Adapting Herman Hesse's novel 'Narcissus and Goldmund' to the theatre poses a difficult challenge. Hesse's novel, set in Medieval Germany, sets up a juxtaposition of archetypal characters: Narcissus the cerebral, ascetic scholar, and Goldmund the restless, sensual artist. Thematically, they embody Nietzsche's theory of the Apollonian versus Dionysian.
Meeting in the monastery as young boys, Narcissus and Goldmund become friends, in spite of (or precisely because) they recognize their opposites in each other. While Narcissus devotes himself to monastery life, Goldmund sets out on a wandering life of amorous adventures, immersing himself fully in worldly pleasures and pains.
It is not until many years later that, both greatly changed, they meet again and reflect on the vastly different lives they have led. And they find that, ultimately, there is a kind of synthesis to their opposites. As Narcissus puts it:
You should not envy me, Goldmund. There is no peace of the sort you imagine. Oh, there is peace of course, but not anything that lives within us constantly and never leaves us. There is only the peace that must be won again and again, each new day of our lives. You don't see my fight, you don't know my struggles as Abbot, my struggles in the prayer cell. A good thing you don't. You only see that I am less subject to moods than you, and you take that for peace. But my life is struggle; it is struggle and sacrifice like every decent life; like yours, too.
The Toneelschuur production 'Narziss & Goldmund' has managed to find theatrical devices to communicate the essence of this difficult story. Though the try-out still had some hiccups, it easily kept the audience's interest for its full two hours duration.

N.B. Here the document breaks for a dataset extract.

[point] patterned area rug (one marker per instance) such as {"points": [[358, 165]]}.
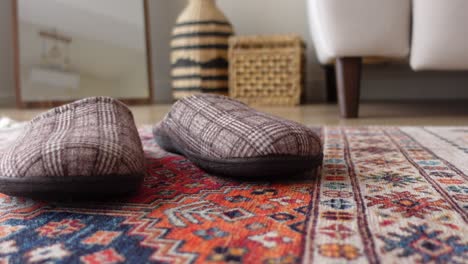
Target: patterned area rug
{"points": [[383, 195]]}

They play is acted by three actors who shift in and out of the different roles. Though for most of the time there is one Narcissus and one Goldmund, all three seem to wrestle with the same problems of the duality of spirit and flesh. In a sense, the play is about actors trying to understand their roles. As they try them on to see which one fits best, it becomes a great visualization of the soul-searching at the heart of Hesse's novel.